Nooooo….just no. Keep GP surgery for medical problems to be used by clinicians.
Deja vu.
Unsuccessful last time we had these.
Primary Care needs more funding, so that it can be spaffed on nonsense like this?
IF they try and disguise this as an increase to our funding… what a monumental waste of our time and estates
Inappropriate BS. Not our role, not our job, put them in employment centres/DWP where they should be. Overmedicalisation of literally all aspects of life and overmedicalisation dumped onto GPs. FO
Cue JOB centres immediately telling patients to ‘see your GP’ for help getting back to work!
Its backwards land.
Stop insisting that a MEDICAL service provider on its knees already due to the failure of government to fund all manner of public services is best placed for SOCIAL programs.
And while we’re at it General Practice is NOT a synonym for PRIMARY CARE, nor the NATIONAL HEALTH SERVICE. GPs are provider contracted to deliver specifically Primary General (non specialist) MEDICAL (not social) services to the public.
I became a GP to diagnose and MEDICALLY treat those who are ill. Not backfill provision for every allied health or social service outside my curriculum and contract.
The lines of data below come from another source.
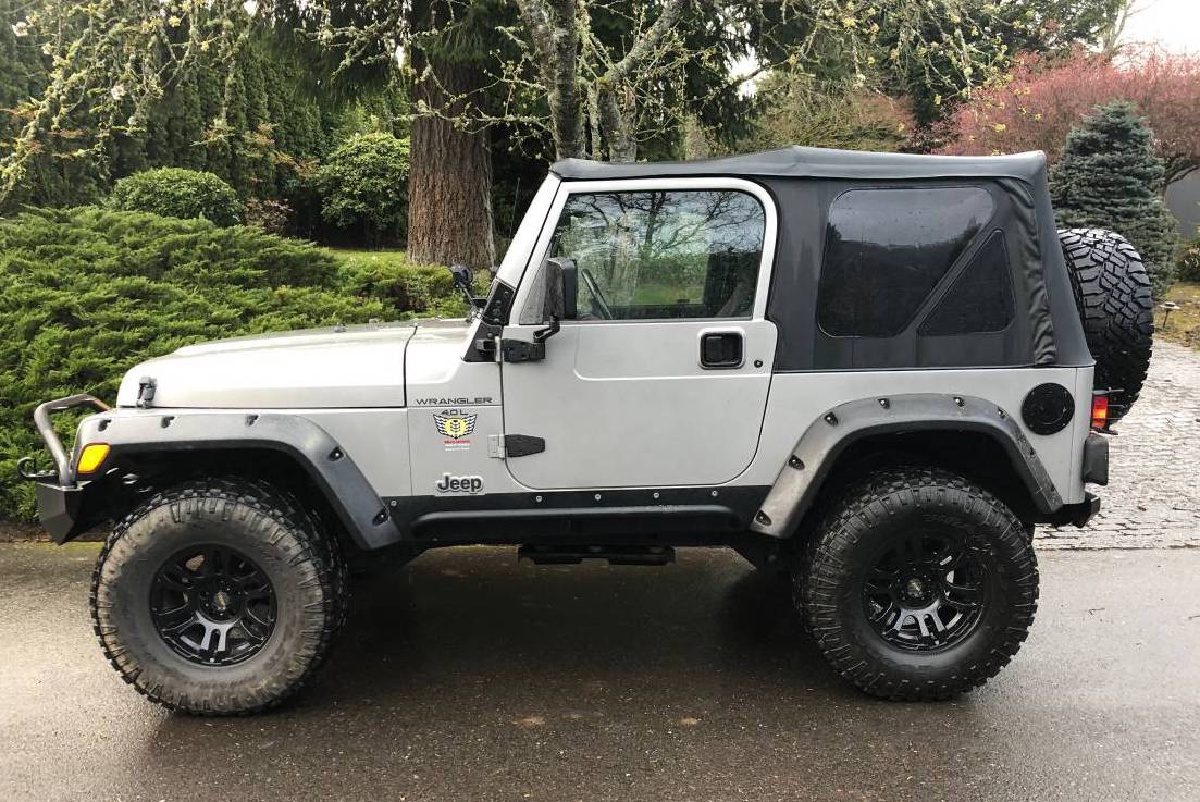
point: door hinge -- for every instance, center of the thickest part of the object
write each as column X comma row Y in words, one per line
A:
column 519, row 351
column 502, row 447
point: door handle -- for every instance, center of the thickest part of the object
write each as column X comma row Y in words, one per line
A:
column 721, row 349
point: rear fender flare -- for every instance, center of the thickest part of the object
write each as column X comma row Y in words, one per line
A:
column 349, row 495
column 817, row 450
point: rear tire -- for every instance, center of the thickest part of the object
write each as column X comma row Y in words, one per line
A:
column 918, row 585
column 1113, row 293
column 217, row 597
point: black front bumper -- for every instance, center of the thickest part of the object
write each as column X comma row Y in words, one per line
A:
column 60, row 510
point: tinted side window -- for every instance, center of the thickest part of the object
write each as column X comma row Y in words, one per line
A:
column 886, row 250
column 664, row 255
column 981, row 299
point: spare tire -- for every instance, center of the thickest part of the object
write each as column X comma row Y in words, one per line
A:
column 1113, row 294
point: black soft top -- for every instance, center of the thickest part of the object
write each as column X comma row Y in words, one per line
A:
column 815, row 162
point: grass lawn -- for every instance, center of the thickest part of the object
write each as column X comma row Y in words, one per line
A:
column 1182, row 324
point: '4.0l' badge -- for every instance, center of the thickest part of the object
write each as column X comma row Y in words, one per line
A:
column 455, row 424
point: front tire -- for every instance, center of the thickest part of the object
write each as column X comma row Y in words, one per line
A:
column 918, row 585
column 217, row 597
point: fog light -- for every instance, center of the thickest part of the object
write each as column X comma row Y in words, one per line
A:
column 94, row 455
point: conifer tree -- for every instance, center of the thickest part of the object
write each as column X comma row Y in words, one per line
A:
column 1109, row 178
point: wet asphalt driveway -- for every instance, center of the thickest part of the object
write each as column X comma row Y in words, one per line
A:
column 471, row 677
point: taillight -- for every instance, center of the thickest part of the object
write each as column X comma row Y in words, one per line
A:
column 1099, row 411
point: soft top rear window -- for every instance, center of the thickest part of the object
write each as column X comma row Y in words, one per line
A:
column 886, row 250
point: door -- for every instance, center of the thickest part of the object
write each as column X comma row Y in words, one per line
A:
column 663, row 378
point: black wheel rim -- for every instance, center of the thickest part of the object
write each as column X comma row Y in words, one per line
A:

Try telling a pilot to think of the passengers’ broader needs and maybe help them check their bags in, navigate security, fuel the plane, stock the drinks trolley, hand out the meals? No. The pilot flies the plane, one plane at a time, and that’s frankly enough to expect regardless of the view of some non-pilot that they should be expected to shoulder responsibility for the broader determinants of the passenger experience.